Americans feel less free, don’t trust leaders post-COVID pandemic: poll

By Casey Mattox – March 12, 2022

Some three-fifths of Americans in a YouGov/AFP poll reviewed by The Post voiced a negative view of the US government’s public messaging during the pandemic, and the lack of trust could have dire consequences for future crises.

For many Americans, March 11, 2020 is the day the coronavirus started to feel like a real pandemic, as our elected officials rushed to respond to the crisis. Two years later, Americans’ view of their civil liberties — and their confidence in public officials — has taken a beating.

new poll conducted by YouGov and Americans for Prosperity (AFP) and released exclusively to The Post reveals that Americans feel their core freedoms are less secure than before the pandemic. This is true often by substantial margins: 42% feel less secure about voicing their opinions, 43% feel less secure about their freedom to protest, 36% feel less secure about their freedom to exercise religious beliefs.

This is bad news for our foundational rights. Even if our rights remain on solid legal ground, the perception they are not can cause us to think twice about speaking up.

It’s also bad news for our public officials.

While a healthy skepticism of government power is wise in a democracy, in a true crisis public officials must make snap decisions to protect the public. Whether people follow those decisions depends, in part, on their confidence in the leaders making them. Unfortunately, when asked about every single institution or office in the YouGov/AFP poll, the majority of respondents said their trust in those institutions had dropped.

Nearly three in five Americans said the government did a “somewhat” or “very poor” job clearly communicating to the public about data or reasoning regarding any pandemic restriction or requirement. And 54% thought government officials did a “somewhat” or “very poor” job applying any restrictions or requirements to all people (including themselves) equally.

After two years of mask mandates, 42% of Americans feel less secure about voicing their opinions, while 43% feel less secure about their freedom to protest.

Almost two years ago, I wrote about how public officials might “promote public health, regain trust, and ensure liberty.” These poll results show they’ve failed in every respect. What lessons should leaders take from this?

First, don’t treat citizens as subjects. Top-down answers don’t work.
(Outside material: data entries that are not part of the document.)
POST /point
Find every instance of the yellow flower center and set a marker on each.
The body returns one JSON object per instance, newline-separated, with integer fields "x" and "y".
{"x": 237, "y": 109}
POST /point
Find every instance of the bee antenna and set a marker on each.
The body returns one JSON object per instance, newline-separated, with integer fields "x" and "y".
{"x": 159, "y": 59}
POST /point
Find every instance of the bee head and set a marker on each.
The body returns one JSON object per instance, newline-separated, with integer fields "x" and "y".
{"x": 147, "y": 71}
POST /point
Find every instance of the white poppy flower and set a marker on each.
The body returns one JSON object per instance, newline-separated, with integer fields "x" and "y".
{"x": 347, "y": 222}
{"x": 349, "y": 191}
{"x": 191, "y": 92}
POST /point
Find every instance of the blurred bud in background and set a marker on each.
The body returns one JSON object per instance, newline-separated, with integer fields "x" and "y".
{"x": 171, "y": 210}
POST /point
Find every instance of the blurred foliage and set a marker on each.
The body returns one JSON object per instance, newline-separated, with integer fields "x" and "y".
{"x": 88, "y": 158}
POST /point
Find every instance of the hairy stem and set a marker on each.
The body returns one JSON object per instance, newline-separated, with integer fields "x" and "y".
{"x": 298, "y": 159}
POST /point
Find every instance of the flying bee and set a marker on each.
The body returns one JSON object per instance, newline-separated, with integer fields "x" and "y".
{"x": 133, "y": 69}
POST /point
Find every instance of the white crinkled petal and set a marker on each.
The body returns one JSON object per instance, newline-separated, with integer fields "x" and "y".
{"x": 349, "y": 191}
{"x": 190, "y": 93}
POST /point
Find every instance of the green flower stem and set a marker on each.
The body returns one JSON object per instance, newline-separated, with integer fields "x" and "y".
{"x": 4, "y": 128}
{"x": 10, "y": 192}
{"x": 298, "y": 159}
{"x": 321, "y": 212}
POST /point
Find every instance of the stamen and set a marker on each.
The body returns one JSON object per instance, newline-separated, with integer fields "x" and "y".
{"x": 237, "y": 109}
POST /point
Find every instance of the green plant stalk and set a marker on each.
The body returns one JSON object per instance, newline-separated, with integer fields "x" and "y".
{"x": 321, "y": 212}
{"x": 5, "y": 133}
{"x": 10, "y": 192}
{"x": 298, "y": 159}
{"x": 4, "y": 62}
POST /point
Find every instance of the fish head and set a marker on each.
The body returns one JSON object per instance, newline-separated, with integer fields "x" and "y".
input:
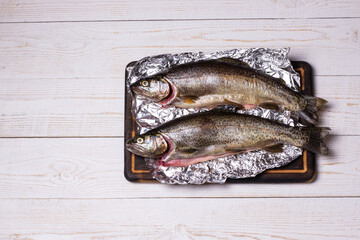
{"x": 147, "y": 145}
{"x": 154, "y": 88}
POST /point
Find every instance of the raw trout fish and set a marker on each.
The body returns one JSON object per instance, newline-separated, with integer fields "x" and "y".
{"x": 207, "y": 84}
{"x": 205, "y": 136}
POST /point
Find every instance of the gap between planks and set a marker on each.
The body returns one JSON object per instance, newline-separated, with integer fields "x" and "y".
{"x": 178, "y": 20}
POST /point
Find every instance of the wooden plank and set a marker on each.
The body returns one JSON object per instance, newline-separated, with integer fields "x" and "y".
{"x": 95, "y": 107}
{"x": 102, "y": 49}
{"x": 75, "y": 10}
{"x": 93, "y": 168}
{"x": 180, "y": 219}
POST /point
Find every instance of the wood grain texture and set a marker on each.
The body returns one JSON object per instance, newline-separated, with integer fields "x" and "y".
{"x": 95, "y": 107}
{"x": 76, "y": 10}
{"x": 93, "y": 168}
{"x": 102, "y": 49}
{"x": 185, "y": 219}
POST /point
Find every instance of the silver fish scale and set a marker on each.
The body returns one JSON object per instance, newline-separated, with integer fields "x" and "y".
{"x": 148, "y": 115}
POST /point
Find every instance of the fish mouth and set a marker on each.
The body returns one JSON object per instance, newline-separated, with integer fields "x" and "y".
{"x": 171, "y": 97}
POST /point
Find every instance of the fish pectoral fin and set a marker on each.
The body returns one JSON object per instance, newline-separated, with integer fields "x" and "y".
{"x": 270, "y": 105}
{"x": 235, "y": 150}
{"x": 277, "y": 148}
{"x": 189, "y": 99}
{"x": 189, "y": 150}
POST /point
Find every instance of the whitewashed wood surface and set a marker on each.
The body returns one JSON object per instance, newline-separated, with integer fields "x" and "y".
{"x": 61, "y": 120}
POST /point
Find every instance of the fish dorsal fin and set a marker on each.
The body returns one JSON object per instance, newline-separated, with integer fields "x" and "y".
{"x": 233, "y": 61}
{"x": 277, "y": 148}
{"x": 270, "y": 105}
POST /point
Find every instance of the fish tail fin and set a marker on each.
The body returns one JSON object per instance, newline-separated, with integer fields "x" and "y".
{"x": 314, "y": 104}
{"x": 316, "y": 142}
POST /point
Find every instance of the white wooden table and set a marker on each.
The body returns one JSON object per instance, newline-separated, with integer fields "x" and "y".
{"x": 61, "y": 120}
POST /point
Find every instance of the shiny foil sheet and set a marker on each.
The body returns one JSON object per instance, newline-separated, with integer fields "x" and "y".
{"x": 149, "y": 115}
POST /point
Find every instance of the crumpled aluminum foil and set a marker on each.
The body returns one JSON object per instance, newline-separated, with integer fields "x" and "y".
{"x": 149, "y": 115}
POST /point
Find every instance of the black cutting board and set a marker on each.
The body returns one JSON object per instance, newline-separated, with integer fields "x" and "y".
{"x": 302, "y": 169}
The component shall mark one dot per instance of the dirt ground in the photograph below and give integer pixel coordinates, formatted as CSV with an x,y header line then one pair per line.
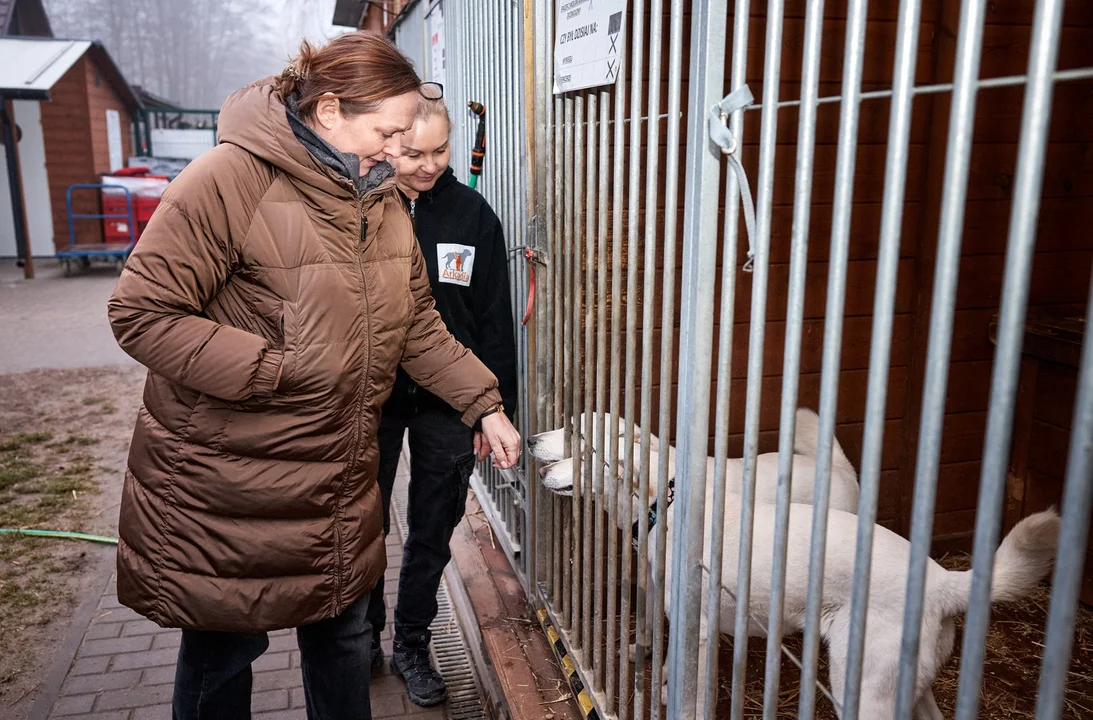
x,y
63,439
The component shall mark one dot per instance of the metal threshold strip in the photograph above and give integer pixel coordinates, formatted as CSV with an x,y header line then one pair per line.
x,y
448,649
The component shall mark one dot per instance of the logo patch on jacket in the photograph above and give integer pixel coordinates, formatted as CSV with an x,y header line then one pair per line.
x,y
455,262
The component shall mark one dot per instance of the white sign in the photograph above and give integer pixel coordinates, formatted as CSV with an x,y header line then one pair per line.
x,y
436,44
114,139
588,44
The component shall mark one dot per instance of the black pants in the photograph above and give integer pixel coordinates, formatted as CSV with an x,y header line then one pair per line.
x,y
442,458
213,680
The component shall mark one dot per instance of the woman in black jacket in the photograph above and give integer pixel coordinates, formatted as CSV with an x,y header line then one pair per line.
x,y
465,250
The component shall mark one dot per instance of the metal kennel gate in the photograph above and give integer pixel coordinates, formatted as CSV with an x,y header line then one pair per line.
x,y
602,202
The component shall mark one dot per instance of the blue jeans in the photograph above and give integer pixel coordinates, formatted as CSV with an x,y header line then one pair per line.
x,y
213,679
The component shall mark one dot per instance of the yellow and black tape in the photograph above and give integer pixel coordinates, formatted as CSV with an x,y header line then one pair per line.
x,y
579,692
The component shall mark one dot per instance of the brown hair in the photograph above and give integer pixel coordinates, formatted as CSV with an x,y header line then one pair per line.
x,y
362,69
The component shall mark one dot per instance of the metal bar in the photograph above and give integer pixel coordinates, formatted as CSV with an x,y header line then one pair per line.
x,y
569,534
1070,557
700,261
601,378
855,51
633,207
553,190
1009,81
668,321
490,511
953,193
772,66
888,263
557,258
1035,125
791,358
591,506
576,441
618,630
544,305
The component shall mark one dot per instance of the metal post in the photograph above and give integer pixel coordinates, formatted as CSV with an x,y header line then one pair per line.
x,y
601,378
791,359
772,66
579,496
700,260
591,506
709,15
833,340
954,191
618,632
1070,557
1035,121
569,539
888,264
633,205
559,258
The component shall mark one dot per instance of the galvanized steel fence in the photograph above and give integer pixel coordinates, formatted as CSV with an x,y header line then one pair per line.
x,y
599,209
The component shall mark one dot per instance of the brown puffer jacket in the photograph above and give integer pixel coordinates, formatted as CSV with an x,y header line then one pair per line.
x,y
247,508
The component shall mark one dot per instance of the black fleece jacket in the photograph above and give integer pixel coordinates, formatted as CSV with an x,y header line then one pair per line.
x,y
465,250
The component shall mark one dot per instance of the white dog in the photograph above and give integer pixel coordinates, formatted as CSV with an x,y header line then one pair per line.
x,y
557,475
1022,561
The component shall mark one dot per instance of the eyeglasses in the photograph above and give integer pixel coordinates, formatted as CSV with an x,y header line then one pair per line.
x,y
431,91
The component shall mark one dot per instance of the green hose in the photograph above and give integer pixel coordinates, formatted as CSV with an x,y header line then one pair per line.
x,y
59,533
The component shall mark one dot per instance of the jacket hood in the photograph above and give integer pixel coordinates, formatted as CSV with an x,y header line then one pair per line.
x,y
256,119
446,178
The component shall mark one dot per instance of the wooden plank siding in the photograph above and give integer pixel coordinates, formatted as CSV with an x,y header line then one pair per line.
x,y
1060,273
69,158
77,150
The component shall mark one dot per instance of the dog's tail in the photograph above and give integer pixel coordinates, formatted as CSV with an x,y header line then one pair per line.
x,y
1021,562
807,438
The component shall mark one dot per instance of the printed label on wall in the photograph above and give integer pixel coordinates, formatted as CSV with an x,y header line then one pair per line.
x,y
588,43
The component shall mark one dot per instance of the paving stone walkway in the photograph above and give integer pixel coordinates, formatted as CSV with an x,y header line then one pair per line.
x,y
125,669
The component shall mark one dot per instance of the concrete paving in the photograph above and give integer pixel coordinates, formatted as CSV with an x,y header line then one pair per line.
x,y
54,321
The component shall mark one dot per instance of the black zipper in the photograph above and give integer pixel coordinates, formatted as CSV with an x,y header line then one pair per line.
x,y
357,410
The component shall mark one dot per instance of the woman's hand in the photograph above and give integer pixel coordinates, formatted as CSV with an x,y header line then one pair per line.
x,y
500,437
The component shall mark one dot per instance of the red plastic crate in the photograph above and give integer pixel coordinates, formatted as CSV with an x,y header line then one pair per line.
x,y
116,231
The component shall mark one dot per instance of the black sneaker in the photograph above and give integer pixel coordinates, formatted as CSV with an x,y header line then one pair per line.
x,y
377,654
424,685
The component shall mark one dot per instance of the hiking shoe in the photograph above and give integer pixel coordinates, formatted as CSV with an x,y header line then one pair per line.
x,y
424,685
377,656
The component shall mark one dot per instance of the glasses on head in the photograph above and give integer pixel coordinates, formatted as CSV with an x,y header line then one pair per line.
x,y
432,91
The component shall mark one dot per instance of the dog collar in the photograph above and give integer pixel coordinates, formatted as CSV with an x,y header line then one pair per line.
x,y
653,512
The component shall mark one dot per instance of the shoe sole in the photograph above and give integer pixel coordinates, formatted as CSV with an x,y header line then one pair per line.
x,y
416,699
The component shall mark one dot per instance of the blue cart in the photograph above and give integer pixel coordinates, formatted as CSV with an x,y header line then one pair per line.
x,y
80,255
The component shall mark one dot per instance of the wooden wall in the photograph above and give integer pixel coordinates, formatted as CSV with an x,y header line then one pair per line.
x,y
103,96
69,158
1064,250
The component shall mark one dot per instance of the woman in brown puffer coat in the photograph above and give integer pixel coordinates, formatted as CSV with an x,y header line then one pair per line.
x,y
272,296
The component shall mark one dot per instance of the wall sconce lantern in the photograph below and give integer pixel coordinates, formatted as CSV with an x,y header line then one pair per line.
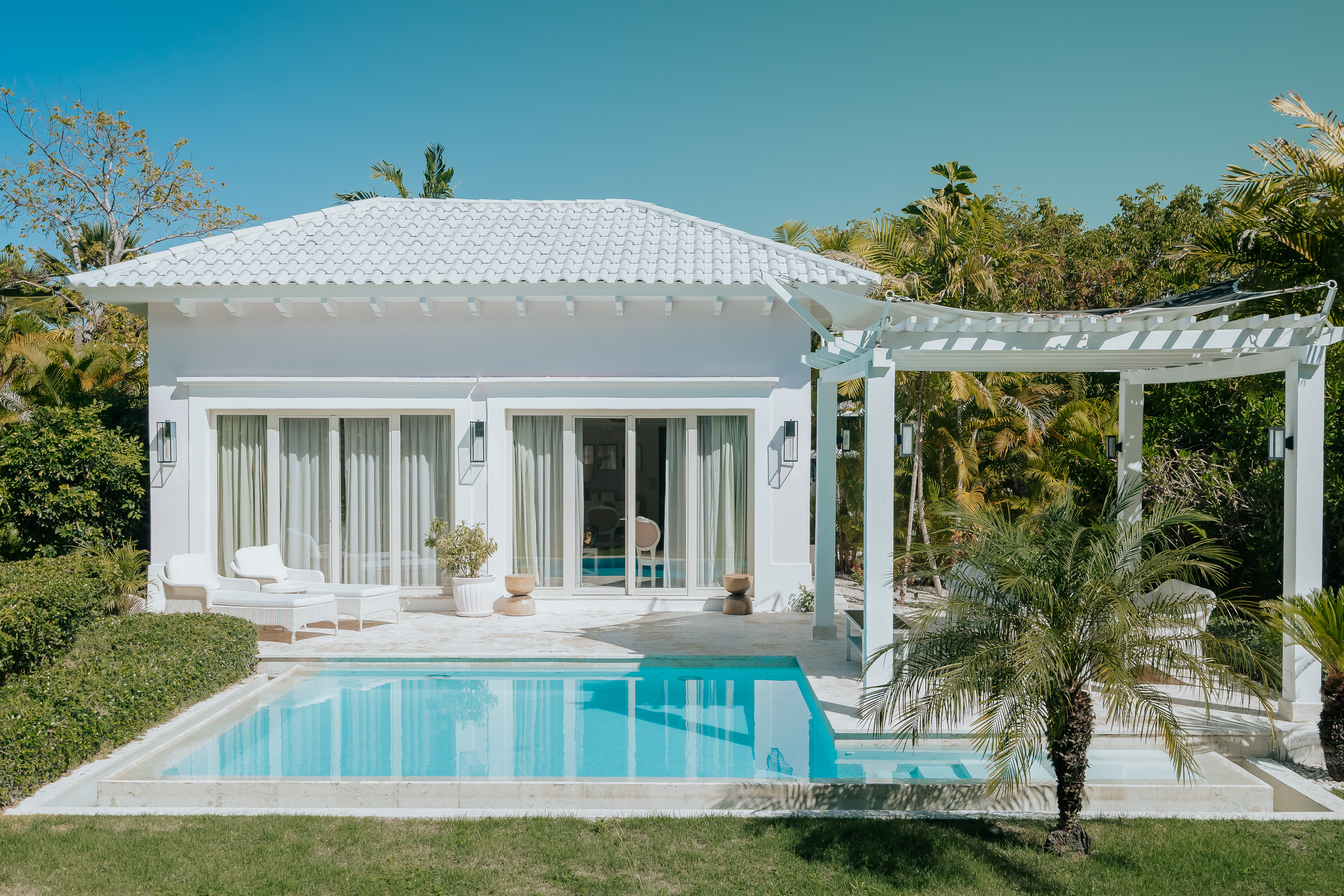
x,y
1279,444
167,442
478,433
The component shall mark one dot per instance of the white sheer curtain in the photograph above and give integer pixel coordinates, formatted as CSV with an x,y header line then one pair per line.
x,y
243,484
674,506
304,494
538,503
365,499
724,498
425,494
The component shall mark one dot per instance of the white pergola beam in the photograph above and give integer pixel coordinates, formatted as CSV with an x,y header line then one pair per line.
x,y
825,605
1304,508
880,522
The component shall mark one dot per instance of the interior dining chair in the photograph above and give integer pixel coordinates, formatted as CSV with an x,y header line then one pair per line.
x,y
647,537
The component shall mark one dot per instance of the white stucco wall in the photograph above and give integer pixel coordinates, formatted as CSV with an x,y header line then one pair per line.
x,y
753,360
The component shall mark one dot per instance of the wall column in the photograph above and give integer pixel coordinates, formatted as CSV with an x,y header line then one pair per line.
x,y
825,614
880,518
1130,465
1304,512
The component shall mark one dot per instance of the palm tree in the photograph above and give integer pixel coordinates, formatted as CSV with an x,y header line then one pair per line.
x,y
1316,624
1286,222
1042,610
439,178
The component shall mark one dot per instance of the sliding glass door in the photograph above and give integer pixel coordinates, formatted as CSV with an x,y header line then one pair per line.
x,y
659,531
306,494
425,492
243,484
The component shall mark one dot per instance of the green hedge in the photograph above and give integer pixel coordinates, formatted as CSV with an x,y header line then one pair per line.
x,y
44,605
123,676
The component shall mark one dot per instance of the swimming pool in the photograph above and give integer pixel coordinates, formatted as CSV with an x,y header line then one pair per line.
x,y
530,722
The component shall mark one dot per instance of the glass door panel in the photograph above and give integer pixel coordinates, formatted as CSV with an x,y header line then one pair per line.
x,y
601,446
659,531
304,495
540,499
425,485
243,484
365,512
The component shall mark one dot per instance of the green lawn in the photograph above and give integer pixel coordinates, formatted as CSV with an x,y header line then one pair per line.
x,y
298,855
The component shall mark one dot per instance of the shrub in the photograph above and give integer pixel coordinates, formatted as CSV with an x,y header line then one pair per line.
x,y
44,604
67,479
123,676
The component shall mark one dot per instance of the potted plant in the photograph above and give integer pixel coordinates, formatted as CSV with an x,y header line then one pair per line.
x,y
463,551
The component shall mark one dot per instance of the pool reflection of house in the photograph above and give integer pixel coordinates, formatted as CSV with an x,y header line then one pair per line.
x,y
600,383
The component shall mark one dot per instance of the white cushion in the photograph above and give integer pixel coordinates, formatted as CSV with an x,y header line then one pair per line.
x,y
193,569
263,562
343,590
269,601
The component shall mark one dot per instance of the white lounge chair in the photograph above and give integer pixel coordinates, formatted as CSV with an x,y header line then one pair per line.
x,y
265,566
192,586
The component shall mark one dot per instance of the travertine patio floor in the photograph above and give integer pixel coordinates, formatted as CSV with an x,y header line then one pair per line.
x,y
579,633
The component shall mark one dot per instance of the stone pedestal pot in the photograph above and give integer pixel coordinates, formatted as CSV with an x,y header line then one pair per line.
x,y
474,597
519,605
737,604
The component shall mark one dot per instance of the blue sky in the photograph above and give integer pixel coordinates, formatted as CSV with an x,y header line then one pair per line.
x,y
744,113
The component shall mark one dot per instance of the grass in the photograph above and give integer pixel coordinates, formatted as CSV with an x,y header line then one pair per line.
x,y
272,855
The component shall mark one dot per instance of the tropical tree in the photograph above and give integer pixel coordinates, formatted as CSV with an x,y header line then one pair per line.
x,y
1042,609
1284,222
437,182
92,182
1316,624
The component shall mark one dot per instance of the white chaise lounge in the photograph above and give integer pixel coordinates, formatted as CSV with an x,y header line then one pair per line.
x,y
192,586
265,566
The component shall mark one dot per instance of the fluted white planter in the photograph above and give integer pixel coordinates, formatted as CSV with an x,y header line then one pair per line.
x,y
474,597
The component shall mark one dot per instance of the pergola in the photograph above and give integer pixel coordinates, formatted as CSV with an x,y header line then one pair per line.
x,y
1162,342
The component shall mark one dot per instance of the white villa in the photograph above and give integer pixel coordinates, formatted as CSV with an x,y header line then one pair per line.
x,y
334,382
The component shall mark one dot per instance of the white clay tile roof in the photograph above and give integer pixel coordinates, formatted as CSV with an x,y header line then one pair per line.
x,y
478,241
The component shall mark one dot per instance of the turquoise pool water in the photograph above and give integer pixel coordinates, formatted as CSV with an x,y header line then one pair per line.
x,y
663,723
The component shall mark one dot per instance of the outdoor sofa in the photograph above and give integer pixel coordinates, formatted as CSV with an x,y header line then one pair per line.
x,y
192,585
264,565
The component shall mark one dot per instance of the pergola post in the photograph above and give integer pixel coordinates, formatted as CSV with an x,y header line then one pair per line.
x,y
1131,440
825,612
1304,510
880,516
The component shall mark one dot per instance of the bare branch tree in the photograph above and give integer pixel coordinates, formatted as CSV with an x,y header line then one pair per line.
x,y
87,172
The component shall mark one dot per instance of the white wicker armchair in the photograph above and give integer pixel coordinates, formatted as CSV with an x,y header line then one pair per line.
x,y
265,566
192,585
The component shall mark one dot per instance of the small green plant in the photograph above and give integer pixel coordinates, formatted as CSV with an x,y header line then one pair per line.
x,y
806,602
128,570
462,550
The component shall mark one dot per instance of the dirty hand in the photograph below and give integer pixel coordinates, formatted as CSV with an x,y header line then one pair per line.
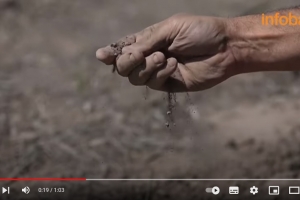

Instead, take more advantage of the knowledge of local civic and community leaders — people on the ground who are closest to their communities and their needs. When they come up with creative ways to hold drive-in church services and organize outdoor rallies in the open air to keep their communities both safe and engaged, accept their help instead of arresting their congregants and activists.

On July 15, 2021, Jen Psaki called on social media companies to vet COVID “misinformation” on their platforms. But such censorship has led many to question the government’s own message.

Second, keep your restrictions as focused and limited as possible. If you’re facing a virus most easily spread in confined, indoor spaces, should we arrest a lone surfer in the ocean or fill skate parks with sand? No — that’s sweeping rather than precise. As new information becomes available, reassess, revise and refine.

Third, comply with your own rules. During the pandemic we saw constant examples of public officials decreeing one thing and doing another, such as California Gov. Gavin Newsom who went maskless at a dinner in 2020 despite his own mandate. Hypocrisy is nothing new in politics. But when you claim emergency powers and a responsibility to keep people safe, you must demonstrate that you are complying with your own public health rules. Convince people you aren’t asking them to give up any temporary liberty you aren’t willing to give up yourself.

Finally, respond to bad information with better ideas, not bans. Governments are rarely fans of dissent. But dissent is what drives discovery and accountability. Especially during a pandemic, where the science evolved along with the virus, censorship of “misinformation” has led many to question the government’s own message.

The Economist found that democracies — in part because of the free flow of information — experience lower mortality rates during epidemics than their non-democratic counterparts: “During an outbreak, for example, constructive feedback about how government policies are working can help guide a more dynamic response. Non-democratic societies often restrict the flow of information and persecute perceived critics.”

The last year has shown that top-down answers don’t work. Instead, local civic and community leaders should be relied upon for more targeted, practical solutions.

While 30% of respondents, including a bare majority of Democrats, believe the government should ban the posting of misinformation online, most Americans in the YouGov/AFP poll say they shouldn’t. And the youngest cohort in the survey, those 18 to 24, were least likely to call for an outright government ban of misinformation.

At some point in the future, there will be another crisis where public officials have to make time-sensitive trade-offs, and Americans will need to trust them to do their jobs correctly and appropriately. Sadly, after the experience of the last two years, those officials will begin with a citizenry predisposed not to trust that their civil liberties are safe in their hands.

Casey Mattox is senior vice president of legal and judicial strategy at Americans for Prosperity.